Unfit and improper
Unfit and improper
Should a person who has failed a fit and proper test for the
job of leading a major government bank be allowed to retake it?
President Abdurrahman Wahid seems to think so. The President has
openly asked Bank Indonesia to conduct another test on a longtime
acquaintance, Prijadi Praptosuhardjo, for the position of
president of government-owned Bank Rakyat Indonesia (BRI).
While the central bank kept the result of the first test
confidential in keeping with regulations, the President's open
appeal made the information -- that Prijadi has failed the test
-- public knowledge. More than a question of breach of
confidentiality, however, the President's action amounts to
direct interference in the activities of Bank Indonesia, whose
independence is guaranteed by the 1999 law on the central bank.
The President thus made it two instances of interference in a
row, having first flagrantly attempted to unseat Bank Indonesia
Governor Sjahril Sabirin.
The test was a mechanism instituted in 1999 to prevent a
repetition of the rampant mismanagement that sent many banks to
near collapse following the financial crisis in 1997. The legacy
of that free-for-all banking era is still very much felt today.
Virtually every bank in this country, whether government or
privately owned, has fallen into the hands of the Indonesian Bank
Restructuring Agency (IBRA). Almost all of them too, including
BRI, have required massive financial injections from the
government to prevent them from folding. The massive cost of
bailing them out has been borne by taxpayers.
As part of the process of reconstructing the beleaguered
banking system, Bank Indonesia introduced fit and proper tests to
weed out bad bankers from the system. This mechanism is essential
because in the past loans were handed out on the basis of just
about everything except creditworthiness. Credits were doled out
on the basis of family ties and kinship or generous kickbacks,
and lending to companies within the same business group was the
norm. Needless to say, most of these loans were not backed up by
collaterals.
When the financial crisis struck the economy in 1997, many of
these loans were defaulted, sending virtually every bank in the
country to the brink of collapse in the process. While dozens of
banks have since been closed, the government has been forced to
bail out most of them, or face a total collapse of the banking
system. This has been a very expensive lesson in banking
management. It is therefore essential that Bank Indonesia now
thoroughly assesses the track records and characters of
candidates for directors of all banks, including BRI.
A person who has flunked Bank Indonesia's fit and proper test
is unlikely to pass it the second time around. This is not a
school exam, a university entrance exam or a driving test, which
one can take again and again until one passes. People flunk the
Bank Indonesia test because of their characters or their track
records. A second test is unlikely to change that.
President Abdurrahman's claim that he has known Prijadi long
enough to attest to his character is just one of the many inputs
that Bank Indonesia examiners take into account when conducting
their test on that candidate. While the government has every
right to appoint anyone it wishes to lead BRI, it must never push
for Prijadi's nomination against Bank Indonesia's recommendation.
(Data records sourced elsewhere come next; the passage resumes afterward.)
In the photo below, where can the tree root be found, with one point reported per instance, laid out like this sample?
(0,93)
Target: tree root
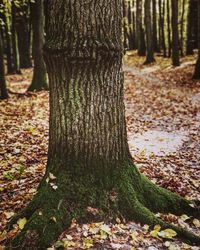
(134,197)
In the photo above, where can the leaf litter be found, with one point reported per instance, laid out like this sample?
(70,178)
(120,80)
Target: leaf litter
(168,108)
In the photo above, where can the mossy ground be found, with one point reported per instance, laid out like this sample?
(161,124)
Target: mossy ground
(64,195)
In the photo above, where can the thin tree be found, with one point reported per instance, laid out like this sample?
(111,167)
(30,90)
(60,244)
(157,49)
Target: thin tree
(139,29)
(39,81)
(3,90)
(148,30)
(175,34)
(89,163)
(196,75)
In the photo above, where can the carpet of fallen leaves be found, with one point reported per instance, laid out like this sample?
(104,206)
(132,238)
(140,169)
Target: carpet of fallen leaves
(158,98)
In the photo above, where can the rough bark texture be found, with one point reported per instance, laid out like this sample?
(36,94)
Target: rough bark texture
(175,34)
(22,29)
(149,38)
(3,90)
(139,29)
(39,81)
(196,75)
(88,150)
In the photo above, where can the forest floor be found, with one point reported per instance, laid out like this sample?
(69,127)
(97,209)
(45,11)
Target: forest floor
(163,123)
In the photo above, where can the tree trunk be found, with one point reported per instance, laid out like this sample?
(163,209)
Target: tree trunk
(169,29)
(155,35)
(196,75)
(175,36)
(182,28)
(163,28)
(3,90)
(149,38)
(139,29)
(190,28)
(89,163)
(22,29)
(16,61)
(39,81)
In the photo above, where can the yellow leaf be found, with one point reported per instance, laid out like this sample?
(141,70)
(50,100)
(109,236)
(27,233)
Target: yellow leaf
(88,243)
(21,223)
(167,233)
(196,223)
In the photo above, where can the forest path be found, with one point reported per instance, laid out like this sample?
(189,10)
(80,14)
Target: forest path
(163,117)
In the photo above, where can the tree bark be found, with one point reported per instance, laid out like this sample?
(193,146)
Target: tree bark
(190,29)
(175,34)
(169,29)
(3,90)
(155,32)
(149,38)
(22,29)
(39,81)
(196,75)
(139,29)
(89,163)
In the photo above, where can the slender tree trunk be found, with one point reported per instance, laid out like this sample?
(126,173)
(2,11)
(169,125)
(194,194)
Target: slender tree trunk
(139,29)
(3,90)
(149,38)
(196,75)
(169,29)
(182,28)
(190,28)
(155,35)
(89,163)
(175,36)
(16,61)
(163,28)
(39,81)
(22,29)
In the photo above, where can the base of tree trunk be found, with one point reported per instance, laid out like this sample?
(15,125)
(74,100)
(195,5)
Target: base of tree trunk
(196,75)
(63,195)
(38,85)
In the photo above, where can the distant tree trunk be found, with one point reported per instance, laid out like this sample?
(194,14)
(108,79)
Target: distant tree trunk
(182,28)
(39,81)
(196,75)
(169,29)
(139,29)
(163,28)
(10,67)
(155,35)
(16,61)
(175,36)
(22,29)
(3,90)
(190,27)
(149,37)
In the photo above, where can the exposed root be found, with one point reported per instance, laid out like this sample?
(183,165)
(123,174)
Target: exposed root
(159,199)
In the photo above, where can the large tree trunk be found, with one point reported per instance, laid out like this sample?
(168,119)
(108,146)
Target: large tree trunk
(39,81)
(3,90)
(175,34)
(149,37)
(89,164)
(196,75)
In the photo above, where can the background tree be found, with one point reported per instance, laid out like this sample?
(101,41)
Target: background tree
(148,30)
(3,90)
(196,75)
(89,163)
(39,81)
(175,34)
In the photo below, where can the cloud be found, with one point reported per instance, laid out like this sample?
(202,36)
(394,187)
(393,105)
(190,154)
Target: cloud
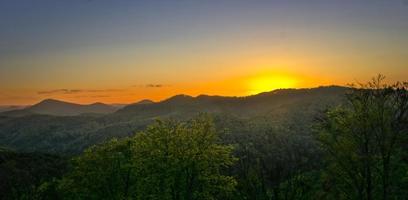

This is not only for the sake of BRI itself but more for the
sake of the President's own future. The rate at which he has been
flaunting rules -- the BRI and BI governorship cases certainly
fall into that category -- the President is giving plenty of
ammunition to opponents and critics. Many of them are already
talking about turning the meeting of the People's Consultative
Assembly in August into an opportunity to impeach him.